Today I read an article on LinkedIn
‘Identification’ is to give an answer to the question of ‘Who is he/she?’, while ‘Authentication’ is to answer ‘Is he/she the person who he/she claims to be?’
This distinction for me is clear. Yet, based on this article, and personal observation, people do not appreciate the unique difference between these two words.
For those who remember the film War Games, the two young adults were able to access the game simply by learning tidbits about the author of the program. “Joshua” is the critical fact our young hackers unveiled. This single word was both the identifier and the password. A simplistic form of Identification which some may confuse with Authentication.

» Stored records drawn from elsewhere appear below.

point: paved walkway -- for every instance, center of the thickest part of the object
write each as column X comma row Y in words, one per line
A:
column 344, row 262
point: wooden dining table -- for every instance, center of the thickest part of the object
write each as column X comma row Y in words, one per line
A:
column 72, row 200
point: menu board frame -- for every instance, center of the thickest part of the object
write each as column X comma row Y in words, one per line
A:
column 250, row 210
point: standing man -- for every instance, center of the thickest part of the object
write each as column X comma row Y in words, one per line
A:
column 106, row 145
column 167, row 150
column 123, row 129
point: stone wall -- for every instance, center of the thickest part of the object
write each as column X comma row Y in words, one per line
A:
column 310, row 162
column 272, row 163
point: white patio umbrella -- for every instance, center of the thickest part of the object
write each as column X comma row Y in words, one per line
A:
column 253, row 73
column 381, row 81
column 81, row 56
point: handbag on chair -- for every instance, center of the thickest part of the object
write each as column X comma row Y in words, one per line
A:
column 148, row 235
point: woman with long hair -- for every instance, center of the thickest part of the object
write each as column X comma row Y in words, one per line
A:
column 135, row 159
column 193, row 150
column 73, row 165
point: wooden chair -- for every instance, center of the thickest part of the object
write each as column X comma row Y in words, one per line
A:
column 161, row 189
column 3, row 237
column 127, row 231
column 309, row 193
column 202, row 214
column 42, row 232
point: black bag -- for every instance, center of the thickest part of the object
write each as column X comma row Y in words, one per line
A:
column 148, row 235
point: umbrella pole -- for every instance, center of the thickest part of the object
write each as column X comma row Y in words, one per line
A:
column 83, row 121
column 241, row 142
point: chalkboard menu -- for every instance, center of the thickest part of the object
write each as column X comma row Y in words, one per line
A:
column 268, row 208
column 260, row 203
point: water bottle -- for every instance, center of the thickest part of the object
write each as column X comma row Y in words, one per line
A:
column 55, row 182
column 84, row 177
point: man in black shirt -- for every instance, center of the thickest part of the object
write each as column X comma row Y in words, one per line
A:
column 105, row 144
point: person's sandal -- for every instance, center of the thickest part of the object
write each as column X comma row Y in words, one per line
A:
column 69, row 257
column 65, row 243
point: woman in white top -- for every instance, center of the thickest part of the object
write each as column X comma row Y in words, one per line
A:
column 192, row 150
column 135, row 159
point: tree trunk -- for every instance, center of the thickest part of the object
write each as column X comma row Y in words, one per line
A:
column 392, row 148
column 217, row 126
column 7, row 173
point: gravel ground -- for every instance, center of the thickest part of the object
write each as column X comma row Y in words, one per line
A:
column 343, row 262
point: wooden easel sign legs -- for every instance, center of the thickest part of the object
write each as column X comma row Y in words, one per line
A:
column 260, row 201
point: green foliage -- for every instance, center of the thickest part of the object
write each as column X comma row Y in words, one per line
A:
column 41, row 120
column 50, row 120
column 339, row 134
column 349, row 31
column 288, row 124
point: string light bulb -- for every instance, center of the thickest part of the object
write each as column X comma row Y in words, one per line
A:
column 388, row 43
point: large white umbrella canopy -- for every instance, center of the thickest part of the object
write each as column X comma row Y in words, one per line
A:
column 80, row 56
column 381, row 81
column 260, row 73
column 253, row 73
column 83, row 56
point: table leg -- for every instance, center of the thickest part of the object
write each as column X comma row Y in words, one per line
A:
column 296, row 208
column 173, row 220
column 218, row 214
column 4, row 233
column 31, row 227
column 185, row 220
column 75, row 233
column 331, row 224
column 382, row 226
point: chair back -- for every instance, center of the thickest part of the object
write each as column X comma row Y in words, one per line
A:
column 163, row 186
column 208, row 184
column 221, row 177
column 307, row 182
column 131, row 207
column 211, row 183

Our driver’s license number, credit card numbers, passport number, social security number, employee number, email address or other aliases; are identifiers. These values are and should have remained, simple means of linking someone to the person who initially registered on a web site.
We then link these identifiers to a means of Authentication, an Authenticator. We then use the authenticator combined with the identifier to assure Identification. The recent NIST 800-63 standard defines the strength of an Authenticator. The simple reality the authenticator can be a combination of things you know, things you have, and things you are. Combining these factors create different strengths of Authentication.
Back in the day, a password, if properly constructed, was a very strong means of authentication. Unfortunately remembering numerous and unique passwords is unmanageable.
One of the issues we face is how so many entities, companies, and other enterprises have taken the identifier and allowed it to also become a means of Identification, a secret.
As soon as a simple number or string of letters designed as public information, to be shared with others; became a means of Identification we created an untenable situation.